How to Read “This life is more important than the afterlife”
Goshō yori konjō ga daiji
Meaning of “This life is more important than the afterlife”
This life is more important than the afterlife means you should value living in the present rather than focusing only on the next life and neglecting your current existence.
The proverb teaches that it’s backwards to ignore your family, work, and daily life just because you’re worried about happiness after death or reaching paradise.
The afterlife might be important, but today’s meals, today’s work, and today’s relationships with people are the actual reality we’re living in.
This proverb emphasizes the importance of living realistically with your feet on the ground, without leaning too heavily toward religious ideals.
In modern times, people use it beyond religious contexts. It means you should focus on what you can do now rather than worrying about uncertain future events.
The proverb expresses a practical life philosophy. Cherishing the reality in front of you and living each moment fully is ultimately the most reliable way to walk through life.
Origin and Etymology
The exact first appearance of this proverb in literature is unclear. However, its structure suggests it emerged where Buddhist thought met the practical sensibilities of common people.
“Goshō” (afterlife) is a Buddhist term referring to the next life, the world after death.
Buddhism teaches that actions in this life affect the next life through cause and effect. People were encouraged to accumulate good deeds hoping for rebirth in paradise.
Donations to temples, copying sutras, and chanting prayers were all acts meant to secure happiness in the afterlife.
“Konjō” (this life) means your current life, the present world you’re living in right now.
This proverb likely arose as a warning against neglecting present life while worrying too much about the next life.
During the Edo period, some common families reportedly struggled financially from excessive donations to temples. This practical concern may have been part of the background.
The expression doesn’t reject Buddhist teachings. Rather, it embodies the practical wisdom of common people that living this life properly is what truly matters.
You can feel the characteristically Japanese realistic thinking that balances faith with reality.
Usage Examples
- Worrying only about old age without enjoying the present is like forgetting the words “this life is more important than the afterlife”
- Saving for the future is important, but this life is more important than the afterlife—working endlessly while sacrificing family time is questionable
Universal Wisdom
The proverb “this life is more important than the afterlife” contains wisdom about a fundamental human anxiety and how to address it.

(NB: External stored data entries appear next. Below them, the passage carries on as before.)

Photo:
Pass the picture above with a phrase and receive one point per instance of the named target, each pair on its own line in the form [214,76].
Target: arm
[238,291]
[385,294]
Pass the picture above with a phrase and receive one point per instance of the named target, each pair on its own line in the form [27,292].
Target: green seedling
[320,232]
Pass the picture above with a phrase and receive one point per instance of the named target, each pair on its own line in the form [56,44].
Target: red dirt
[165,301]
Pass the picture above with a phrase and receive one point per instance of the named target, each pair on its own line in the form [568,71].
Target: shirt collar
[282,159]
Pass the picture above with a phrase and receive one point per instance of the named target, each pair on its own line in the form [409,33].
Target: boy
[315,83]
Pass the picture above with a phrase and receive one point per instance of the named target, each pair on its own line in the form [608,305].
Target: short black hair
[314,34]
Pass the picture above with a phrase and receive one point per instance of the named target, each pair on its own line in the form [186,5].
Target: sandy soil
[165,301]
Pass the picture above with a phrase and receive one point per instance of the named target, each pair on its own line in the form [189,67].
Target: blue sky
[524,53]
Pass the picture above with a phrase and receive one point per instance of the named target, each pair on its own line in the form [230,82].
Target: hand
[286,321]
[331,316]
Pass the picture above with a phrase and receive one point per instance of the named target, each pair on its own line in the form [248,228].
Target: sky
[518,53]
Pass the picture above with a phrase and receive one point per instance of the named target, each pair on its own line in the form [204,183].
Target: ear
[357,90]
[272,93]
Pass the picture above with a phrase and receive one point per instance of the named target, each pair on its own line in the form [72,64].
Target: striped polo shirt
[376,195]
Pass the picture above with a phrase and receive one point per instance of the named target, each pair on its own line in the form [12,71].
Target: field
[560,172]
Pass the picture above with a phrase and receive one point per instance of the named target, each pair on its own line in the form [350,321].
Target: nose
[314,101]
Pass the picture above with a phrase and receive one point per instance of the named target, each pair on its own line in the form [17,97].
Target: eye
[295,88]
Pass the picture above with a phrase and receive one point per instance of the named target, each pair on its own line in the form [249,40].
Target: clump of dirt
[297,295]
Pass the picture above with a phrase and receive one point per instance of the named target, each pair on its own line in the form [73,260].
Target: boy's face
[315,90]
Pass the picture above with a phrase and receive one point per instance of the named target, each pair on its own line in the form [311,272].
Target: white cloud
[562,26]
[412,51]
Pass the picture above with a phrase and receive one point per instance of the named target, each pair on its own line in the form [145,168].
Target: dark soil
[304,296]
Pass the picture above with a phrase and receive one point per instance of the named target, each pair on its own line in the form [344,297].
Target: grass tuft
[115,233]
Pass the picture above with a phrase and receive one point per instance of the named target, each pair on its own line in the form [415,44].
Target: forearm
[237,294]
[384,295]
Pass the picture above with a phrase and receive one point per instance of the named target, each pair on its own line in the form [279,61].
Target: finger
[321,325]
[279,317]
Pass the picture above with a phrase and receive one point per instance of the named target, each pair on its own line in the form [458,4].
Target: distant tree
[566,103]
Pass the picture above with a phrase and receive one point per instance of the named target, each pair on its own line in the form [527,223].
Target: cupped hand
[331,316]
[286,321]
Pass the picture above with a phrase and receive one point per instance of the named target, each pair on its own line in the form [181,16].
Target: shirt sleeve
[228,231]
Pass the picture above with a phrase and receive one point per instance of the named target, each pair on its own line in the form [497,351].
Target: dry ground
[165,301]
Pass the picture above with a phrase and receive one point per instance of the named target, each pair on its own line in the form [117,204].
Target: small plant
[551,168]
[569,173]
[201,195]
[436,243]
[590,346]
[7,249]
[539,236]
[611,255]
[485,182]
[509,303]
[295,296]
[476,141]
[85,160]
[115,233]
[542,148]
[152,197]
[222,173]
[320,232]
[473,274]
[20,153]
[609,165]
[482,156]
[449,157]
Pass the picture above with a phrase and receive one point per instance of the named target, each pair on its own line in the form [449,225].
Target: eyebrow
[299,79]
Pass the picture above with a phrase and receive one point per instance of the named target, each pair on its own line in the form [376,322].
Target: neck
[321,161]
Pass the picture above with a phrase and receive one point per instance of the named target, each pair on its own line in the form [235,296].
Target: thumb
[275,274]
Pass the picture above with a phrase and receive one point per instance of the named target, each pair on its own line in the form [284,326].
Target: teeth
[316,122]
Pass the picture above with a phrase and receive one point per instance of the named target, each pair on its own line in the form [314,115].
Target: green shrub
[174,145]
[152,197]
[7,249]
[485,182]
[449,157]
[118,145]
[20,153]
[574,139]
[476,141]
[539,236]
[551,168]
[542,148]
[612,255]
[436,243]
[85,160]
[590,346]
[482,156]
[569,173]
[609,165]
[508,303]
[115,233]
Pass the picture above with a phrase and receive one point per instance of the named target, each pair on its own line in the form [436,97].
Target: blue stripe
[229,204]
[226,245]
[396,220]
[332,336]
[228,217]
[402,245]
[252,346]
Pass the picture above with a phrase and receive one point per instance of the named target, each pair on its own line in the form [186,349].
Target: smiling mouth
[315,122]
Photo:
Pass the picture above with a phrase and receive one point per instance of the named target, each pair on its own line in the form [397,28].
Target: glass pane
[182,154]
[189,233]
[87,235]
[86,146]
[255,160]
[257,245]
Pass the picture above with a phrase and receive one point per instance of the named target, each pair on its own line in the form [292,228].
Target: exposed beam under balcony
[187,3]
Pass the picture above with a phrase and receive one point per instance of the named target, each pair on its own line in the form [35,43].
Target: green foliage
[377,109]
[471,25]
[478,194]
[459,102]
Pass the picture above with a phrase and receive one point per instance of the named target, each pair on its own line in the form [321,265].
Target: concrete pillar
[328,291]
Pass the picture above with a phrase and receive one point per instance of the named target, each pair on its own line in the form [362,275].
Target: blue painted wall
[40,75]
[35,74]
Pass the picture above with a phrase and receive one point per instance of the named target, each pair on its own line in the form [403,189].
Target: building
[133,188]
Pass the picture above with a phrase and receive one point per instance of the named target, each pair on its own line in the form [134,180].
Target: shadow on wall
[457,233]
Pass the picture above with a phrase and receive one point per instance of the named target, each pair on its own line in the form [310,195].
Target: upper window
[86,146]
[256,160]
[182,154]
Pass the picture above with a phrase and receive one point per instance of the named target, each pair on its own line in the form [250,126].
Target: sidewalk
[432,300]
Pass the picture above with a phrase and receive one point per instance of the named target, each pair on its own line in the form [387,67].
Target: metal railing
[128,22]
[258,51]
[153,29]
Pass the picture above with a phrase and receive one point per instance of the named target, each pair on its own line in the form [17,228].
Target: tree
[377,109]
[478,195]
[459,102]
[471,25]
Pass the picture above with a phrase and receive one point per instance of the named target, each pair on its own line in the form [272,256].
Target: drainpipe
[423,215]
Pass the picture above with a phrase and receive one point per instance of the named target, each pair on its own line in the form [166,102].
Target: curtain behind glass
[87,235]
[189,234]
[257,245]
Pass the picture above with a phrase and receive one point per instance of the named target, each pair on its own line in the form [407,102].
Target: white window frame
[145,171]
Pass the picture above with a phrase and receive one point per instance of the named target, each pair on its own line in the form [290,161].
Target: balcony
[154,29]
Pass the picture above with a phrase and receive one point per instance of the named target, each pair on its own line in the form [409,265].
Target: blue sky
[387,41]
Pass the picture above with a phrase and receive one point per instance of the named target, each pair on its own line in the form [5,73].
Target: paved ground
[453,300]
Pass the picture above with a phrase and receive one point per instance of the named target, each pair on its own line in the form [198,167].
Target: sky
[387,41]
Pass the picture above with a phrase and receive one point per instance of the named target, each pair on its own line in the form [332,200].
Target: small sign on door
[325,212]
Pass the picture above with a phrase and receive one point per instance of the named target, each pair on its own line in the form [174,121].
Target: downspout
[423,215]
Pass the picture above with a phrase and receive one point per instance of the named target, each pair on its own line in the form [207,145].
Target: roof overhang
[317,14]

Humans are the only creatures who can imagine the future. That’s why we worry about what happens after death, tomorrow, and in old age.

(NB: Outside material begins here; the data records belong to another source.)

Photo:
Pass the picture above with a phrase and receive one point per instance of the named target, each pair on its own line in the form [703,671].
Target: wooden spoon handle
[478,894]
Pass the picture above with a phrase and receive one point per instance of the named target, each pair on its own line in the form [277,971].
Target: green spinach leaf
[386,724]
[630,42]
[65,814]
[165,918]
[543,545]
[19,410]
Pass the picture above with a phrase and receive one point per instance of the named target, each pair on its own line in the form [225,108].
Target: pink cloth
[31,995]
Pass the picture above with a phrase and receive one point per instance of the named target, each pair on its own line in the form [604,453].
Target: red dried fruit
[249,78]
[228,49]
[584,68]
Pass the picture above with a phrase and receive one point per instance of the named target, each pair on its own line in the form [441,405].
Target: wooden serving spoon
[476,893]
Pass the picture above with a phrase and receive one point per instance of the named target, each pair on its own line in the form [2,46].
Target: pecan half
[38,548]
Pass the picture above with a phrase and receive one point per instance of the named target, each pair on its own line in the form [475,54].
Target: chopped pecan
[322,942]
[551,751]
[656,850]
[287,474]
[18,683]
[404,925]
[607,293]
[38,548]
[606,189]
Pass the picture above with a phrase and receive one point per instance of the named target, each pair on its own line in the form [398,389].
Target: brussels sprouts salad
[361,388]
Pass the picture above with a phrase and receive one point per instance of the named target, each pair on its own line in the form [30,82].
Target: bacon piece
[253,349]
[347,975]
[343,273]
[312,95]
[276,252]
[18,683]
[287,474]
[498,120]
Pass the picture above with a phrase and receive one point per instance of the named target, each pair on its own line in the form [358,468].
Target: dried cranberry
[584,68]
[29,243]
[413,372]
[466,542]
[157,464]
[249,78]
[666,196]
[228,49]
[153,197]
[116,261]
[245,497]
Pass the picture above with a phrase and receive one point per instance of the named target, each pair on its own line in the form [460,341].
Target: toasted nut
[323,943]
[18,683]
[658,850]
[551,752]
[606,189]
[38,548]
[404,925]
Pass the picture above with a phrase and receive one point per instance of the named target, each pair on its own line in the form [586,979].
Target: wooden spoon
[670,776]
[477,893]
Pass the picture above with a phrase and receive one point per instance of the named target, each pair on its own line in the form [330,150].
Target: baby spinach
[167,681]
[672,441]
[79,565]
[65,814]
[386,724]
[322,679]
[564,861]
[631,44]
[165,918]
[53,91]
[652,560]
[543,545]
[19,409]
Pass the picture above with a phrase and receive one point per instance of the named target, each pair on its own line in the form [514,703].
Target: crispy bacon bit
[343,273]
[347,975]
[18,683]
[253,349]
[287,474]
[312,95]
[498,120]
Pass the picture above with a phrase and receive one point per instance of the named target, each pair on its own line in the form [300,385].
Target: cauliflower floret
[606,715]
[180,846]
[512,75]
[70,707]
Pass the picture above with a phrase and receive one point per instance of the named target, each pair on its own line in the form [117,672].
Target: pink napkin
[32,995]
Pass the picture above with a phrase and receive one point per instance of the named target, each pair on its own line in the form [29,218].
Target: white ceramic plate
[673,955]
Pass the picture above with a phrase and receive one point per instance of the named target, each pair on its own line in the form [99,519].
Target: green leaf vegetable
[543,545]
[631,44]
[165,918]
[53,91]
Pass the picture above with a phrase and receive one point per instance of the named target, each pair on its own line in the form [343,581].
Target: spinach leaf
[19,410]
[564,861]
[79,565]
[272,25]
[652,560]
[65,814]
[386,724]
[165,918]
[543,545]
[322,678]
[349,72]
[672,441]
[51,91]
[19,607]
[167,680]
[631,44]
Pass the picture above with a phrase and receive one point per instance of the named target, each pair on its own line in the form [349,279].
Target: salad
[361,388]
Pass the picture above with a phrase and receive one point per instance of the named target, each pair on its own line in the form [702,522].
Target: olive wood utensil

This ability is a wonderful trait that has advanced humanity. But it also causes us suffering.
Anxiety about an uncertain future can make us blind to the “now” that definitely exists.
This proverb has been passed down through generations because people in every era have faced the difficulty of living “here and now.”
Edo period people worried about the afterlife. Modern people worry about retirement. Essentially, they’re the same.
We chase future happiness that might never come, rather than the happiness right in front of us. This is human nature.
But our ancestors realized something important. The future is nothing more than an accumulation of the present.
If there is an afterlife, it’s the result of how you lived this life. If there is tomorrow, it’s an extension of how you spent today.
Therefore, living the present carefully ultimately means caring for the future too. This proverb teaches us this paradoxical truth.
When AI Hears This
The human brain has a strange characteristic. When the time until a reward doubles, the brain values it at less than half.
For example, people choose 500,000 yen today over 1,000,000 yen in a year. This phenomenon is called hyperbolic discounting.
What makes this proverb interesting is that the afterlife as a reward sits at “infinite distance” on the time axis.
Behavioral economics experiments show specific patterns. A reward one week away feels about 0.9 times today’s value. One month away feels 0.7 times. One year away feels about 0.5 times.
If you extend this declining curve, rewards decades away become just a few percent of present value.
So what about happiness in the afterlife, which lies beyond decades from now? Mathematically, it approaches nearly zero.
What’s fascinating is this: even when Buddhism teaches “the afterlife is more important than this life,” the structure of the human brain makes truly believing and acting on this extremely difficult.
This proverb may seem irreligious at first glance. But actually, it’s an honest acknowledgment of the limits of human cognitive systems.
To survive through evolution, dealing with immediate food and danger was top priority. Brains that prioritized the distant future were weeded out.
This proverb sharply points to the conflict between faith and biological instinct.
Lessons for Today
The proverb “this life is more important than the afterlife” teaches us living today “the courage to focus on now.”
We’re surrounded by anxieties about the future. Will we have enough retirement funds? Is our career secure? Can we maintain our health?
These worries aren’t meaningless. But if we become too trapped by them, we miss things that can only be done in this moment.
Time watching your children grow. Time spent with loved ones. Work you can pour your passion into. Conversations with people you meet today.
All of these exist only “now.” If you keep sacrificing the present for the future, you might realize too late that irreplaceable time has passed.
This proverb doesn’t teach you to ignore the future. It teaches that enriching today is the best investment in tomorrow.
Only those who live today carefully can welcome a satisfying tomorrow.
Your life isn’t made in some distant future. It’s built from the accumulation of each day called today.